Os dois policiais envolvidos no caso foram afastados e estão no 1º Batalhão da PM em Ponta Grossa, nos Campos Gerais. ''Abrimos um inquérito e solicitamos o acompanhamento do Ministério Público, para que o caso seja averiguado da maneira mais transparente possível.''
Para o procurador de Justiça e coordenador estadual do Grupo de Atuação Especial de Combate ao Crime Organizado e Controle da Atividade Externa da Polícia (Gaeco), integrante do Ministério Público, Leonir Batisti, esta situação faz parte de um contexto em que a criminalidade cresce e os policiais estão cada vez mais estressados. ''É um misto de falta de preparo dos policiais e do aumento da criminalidade e da violência'', disse.

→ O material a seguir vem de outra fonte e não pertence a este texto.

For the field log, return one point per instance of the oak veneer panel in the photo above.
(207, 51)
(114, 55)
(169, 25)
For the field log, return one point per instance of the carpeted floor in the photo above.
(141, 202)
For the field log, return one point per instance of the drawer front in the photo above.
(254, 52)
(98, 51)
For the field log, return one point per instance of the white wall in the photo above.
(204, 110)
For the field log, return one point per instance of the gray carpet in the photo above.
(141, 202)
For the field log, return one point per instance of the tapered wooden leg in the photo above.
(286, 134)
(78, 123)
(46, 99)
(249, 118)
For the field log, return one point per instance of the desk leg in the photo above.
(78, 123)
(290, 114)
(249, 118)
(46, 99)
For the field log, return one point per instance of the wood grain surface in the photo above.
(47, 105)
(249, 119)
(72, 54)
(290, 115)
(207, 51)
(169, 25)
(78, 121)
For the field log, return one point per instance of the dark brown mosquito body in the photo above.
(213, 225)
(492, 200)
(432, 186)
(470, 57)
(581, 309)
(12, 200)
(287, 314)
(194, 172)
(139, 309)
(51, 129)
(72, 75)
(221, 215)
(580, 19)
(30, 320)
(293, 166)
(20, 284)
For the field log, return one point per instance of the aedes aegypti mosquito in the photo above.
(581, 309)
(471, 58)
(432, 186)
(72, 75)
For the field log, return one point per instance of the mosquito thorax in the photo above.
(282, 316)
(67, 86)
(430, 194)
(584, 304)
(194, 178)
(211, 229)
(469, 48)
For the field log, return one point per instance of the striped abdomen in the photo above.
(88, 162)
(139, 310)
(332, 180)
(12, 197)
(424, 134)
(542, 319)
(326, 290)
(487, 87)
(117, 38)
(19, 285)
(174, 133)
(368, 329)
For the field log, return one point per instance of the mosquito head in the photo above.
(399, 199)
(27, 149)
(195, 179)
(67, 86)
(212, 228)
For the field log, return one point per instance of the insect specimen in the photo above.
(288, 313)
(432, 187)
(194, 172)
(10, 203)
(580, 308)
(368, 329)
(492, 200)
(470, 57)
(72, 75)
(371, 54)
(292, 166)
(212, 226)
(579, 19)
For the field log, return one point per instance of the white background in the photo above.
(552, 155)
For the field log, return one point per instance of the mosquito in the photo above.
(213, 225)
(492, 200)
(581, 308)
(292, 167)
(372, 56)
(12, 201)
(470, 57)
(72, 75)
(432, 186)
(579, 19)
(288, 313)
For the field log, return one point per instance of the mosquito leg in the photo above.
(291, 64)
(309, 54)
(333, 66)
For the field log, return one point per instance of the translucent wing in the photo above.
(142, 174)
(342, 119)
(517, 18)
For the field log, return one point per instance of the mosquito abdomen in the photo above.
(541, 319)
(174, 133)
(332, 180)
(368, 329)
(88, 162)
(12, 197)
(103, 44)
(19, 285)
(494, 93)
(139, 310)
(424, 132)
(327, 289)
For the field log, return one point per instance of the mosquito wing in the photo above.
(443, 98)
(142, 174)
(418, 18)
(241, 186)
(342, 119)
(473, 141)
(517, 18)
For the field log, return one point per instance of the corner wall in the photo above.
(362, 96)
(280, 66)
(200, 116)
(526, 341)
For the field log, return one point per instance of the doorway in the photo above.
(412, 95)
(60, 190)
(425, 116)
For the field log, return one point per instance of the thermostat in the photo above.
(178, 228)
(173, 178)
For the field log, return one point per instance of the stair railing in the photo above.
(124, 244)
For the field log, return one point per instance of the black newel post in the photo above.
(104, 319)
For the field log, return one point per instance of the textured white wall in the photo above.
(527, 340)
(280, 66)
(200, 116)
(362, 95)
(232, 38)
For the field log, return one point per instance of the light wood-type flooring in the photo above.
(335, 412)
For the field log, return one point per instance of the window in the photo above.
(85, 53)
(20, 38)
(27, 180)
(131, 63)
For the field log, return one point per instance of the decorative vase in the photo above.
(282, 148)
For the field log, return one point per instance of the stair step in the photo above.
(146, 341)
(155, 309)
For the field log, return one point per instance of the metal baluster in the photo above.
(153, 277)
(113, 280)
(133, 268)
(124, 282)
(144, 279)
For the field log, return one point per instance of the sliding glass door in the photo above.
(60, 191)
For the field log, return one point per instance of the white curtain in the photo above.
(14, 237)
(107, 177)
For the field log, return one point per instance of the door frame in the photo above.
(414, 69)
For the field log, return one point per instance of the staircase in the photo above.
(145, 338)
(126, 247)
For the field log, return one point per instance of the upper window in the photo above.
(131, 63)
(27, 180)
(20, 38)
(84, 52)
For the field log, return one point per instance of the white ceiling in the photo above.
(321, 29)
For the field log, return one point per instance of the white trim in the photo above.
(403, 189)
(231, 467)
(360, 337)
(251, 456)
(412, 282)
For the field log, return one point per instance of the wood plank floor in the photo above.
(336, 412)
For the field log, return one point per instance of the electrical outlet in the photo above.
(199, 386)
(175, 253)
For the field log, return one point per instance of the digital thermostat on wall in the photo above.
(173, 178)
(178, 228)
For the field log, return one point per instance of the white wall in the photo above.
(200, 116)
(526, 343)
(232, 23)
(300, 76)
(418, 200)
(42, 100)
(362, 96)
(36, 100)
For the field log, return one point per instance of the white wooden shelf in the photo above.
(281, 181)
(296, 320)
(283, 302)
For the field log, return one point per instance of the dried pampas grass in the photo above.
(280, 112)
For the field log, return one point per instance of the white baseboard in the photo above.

Já a secretária da Comissão de Direitos Humanos da OAB, Isabel Mendes, considera a atuação da polícia muito truculenta e violenta, principalmente em relação aos presos. ''Eles chegam agredindo para depois saber do que se trata. A violência é muito grande'', afirmou.
A formação dos policiais militares tem duração aproximada de oito meses e envolve cursos de direito, técnicas policiais, direitos humanos, preparo físico e militar. Em uma abordagem, os policiais devem atirar apenas quando há risco para o policial, para um cidadão, ou ainda quando as pessoas que estão sendo perseguidas atiram contra eles. ''A operação em Porto Amazonas foi um erro de avaliação, pois com a batida no carro, o policial reagiu como se tivesse sido atingido'', explicou o coronel Anselmo de Oliveira. Para as pessoas que são abordadas pela polícia, a recomendação é obedecer a todas as ordens dadas pelos policiais e sempre parar nos bloqueios.
Balsa Nova
O Ministério Público acompanha também as investigações sobre a morte de João Mochinski, em Balsa Nova, que aconteceu em junho. Ele foi morto depois de não parar em um bloqueio da Divisão Estadual de Narcóticos (Denarc), quando passava pela Estrada do Pessegueiro. A investigação está sendo finalizada, e de acordo com Batisti, aguarda a finalização da perícia e a reconstituições para o caso ser levado à justiça.